Mungkin ada satu cara untuk mengubah situasi, menurut Hunter S. Martson, peneliti Asia di Universitas Nasional Australia.
“Jenderal Indonesia bisa lebih berpengaruh jika dia menyampaikan pesan yang kuat kepada junta Myanmar bahwa kebijakan mereka yang merusak akan membuat kawasan itu tidak stabil dan militer harus meninggalkan kekuasaan atau akan ada konsekuensinya,” kata Marston kepada BenarNews.
“Indonesia tidak mungkin menerapkan sanksi ekonomi, tetapi hal itu dapat mempersulit Myanmar dalam lingkup PBB atau dalam ASEAN mengingat besarnya (Indonesia),” ujar dia.
“Jika junta merasakan negara di kawasan meninggalkannya, mungkin akan terasa lebih banyak tekanan untuk melakukan reformasi,” kata dia.
Retret Menlu ASEAN
Pakar Hubungan Internasional dari Universitas Padjajaran, Teuku Rezasyah mengatakan beberapa nama jenderal senior yang muncul antara lain Prabowo Subianto, Sjafrie Sjamsoeddin, Wiranto dan Susilo Bambang Yudhoyono.
“Saya kira Wiranto paling mendekati karena berperan dalam masa transisi militer ke sipil di era Soeharto ke Habibie. Sementara tokoh lainnya lekat dengan partai politik oposisi sehingga dikhawatirkan akan menggoyahkan politik menjelang pemilu tahun depan,” kata dia kepada BenarNews.
Namun demikian, Dewi menilai seorang yang dikirim harus yang berpengalaman mengawal transisi demokrasi.
“Orang itu harus yang piawai berdiplomasi yang mampu berbicara secara efektif. Dia tidak terlibat permasalahan HAM, dan paham betul apa yang sedang dilakukan ASEAN,” katanya, merujuk pada Konsensus Lima Poin yang disepakati oleh para pemimpin blok tersebut dalam upaya membawa Myanmar kembali ke demokrasi namun selama ini telah diingkari oleh Junta.
Indonesia sebagai Ketua ASEAN tahun ini akan menyelenggarakan rangkaian pertama pertemuan Retret Menteri Luar Negeri ASEAN pada Jumat dan Sabtu bertempat di Sekretariat ASEAN.
Dalam press briefing minggu lalu Juru Bicara Kementerian Luar Negeri, Teuku Faizasyah mengatakan 11 negara menyatakan kehadirannya dalam pertemuan tersebut, termasuk Timor Leste yang sudah menjadi bagian dari ASEAN, tanpa mengatakan siapa yang akan hadir dari pihak non-political representative Myanmar.

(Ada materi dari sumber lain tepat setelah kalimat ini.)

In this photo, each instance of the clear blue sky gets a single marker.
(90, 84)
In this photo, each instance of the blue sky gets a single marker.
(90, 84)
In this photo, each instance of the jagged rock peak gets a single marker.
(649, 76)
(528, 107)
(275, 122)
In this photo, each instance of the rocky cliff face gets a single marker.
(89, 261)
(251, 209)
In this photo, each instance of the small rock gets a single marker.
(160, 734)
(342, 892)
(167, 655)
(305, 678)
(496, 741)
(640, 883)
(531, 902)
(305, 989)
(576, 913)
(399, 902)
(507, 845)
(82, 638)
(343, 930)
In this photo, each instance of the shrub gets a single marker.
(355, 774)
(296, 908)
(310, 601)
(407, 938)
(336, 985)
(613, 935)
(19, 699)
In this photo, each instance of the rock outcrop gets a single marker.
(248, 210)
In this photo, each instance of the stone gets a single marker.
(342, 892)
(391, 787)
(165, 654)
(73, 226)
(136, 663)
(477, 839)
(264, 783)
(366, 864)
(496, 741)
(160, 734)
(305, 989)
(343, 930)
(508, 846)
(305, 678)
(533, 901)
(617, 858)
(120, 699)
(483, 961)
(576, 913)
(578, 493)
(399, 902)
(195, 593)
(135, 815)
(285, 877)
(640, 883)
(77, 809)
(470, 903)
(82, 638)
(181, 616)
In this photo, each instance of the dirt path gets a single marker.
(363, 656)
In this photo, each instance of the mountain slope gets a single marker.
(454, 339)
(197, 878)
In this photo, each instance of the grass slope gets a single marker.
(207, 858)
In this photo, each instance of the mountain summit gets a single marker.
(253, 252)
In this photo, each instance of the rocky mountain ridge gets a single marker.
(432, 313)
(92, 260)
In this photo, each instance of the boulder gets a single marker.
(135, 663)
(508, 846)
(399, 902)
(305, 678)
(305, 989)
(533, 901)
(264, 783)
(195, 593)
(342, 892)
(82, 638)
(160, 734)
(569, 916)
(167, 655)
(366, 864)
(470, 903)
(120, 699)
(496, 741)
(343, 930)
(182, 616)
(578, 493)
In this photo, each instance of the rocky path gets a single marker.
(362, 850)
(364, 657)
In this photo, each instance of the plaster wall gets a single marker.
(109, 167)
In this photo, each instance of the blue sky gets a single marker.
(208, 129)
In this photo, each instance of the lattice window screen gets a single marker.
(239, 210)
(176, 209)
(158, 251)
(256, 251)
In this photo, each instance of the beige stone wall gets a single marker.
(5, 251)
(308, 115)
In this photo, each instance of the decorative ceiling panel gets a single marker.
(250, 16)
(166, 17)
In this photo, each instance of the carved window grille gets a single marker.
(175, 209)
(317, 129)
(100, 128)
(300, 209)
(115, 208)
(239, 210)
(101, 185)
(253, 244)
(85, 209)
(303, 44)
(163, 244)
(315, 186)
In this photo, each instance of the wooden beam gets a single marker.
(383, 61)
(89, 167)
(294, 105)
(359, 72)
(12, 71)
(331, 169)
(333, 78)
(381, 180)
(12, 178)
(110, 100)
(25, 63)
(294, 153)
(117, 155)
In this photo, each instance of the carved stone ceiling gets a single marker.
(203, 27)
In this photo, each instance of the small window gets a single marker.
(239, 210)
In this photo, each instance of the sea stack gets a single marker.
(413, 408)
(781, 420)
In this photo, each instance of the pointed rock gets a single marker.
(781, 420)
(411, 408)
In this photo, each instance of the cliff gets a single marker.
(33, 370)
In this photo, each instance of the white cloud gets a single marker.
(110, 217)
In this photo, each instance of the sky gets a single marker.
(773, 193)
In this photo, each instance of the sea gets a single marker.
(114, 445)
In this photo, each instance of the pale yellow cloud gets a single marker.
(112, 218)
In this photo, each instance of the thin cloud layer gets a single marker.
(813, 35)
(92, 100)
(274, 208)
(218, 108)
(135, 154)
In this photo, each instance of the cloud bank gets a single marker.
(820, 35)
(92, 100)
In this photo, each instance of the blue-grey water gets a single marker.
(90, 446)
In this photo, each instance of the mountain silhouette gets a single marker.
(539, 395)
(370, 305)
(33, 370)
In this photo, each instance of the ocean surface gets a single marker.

Ketika ditanya kenapa Indonesia tak mengundang pihak NUG, kelompok yang terdiri dari anggota pemerintah sipil yang digulingkan, padahal Jakarta kerap kali menyerukan pentingnya dialog melibatkan semua pihak, Faizasyah menjawab: “Berkonsultasi tidak berarti diundang kan? Indonesia melangsungkan konsultasi dengan banyak pihak.”
RFA Layanan Burma ikut berkontribusi dalam laporan ini.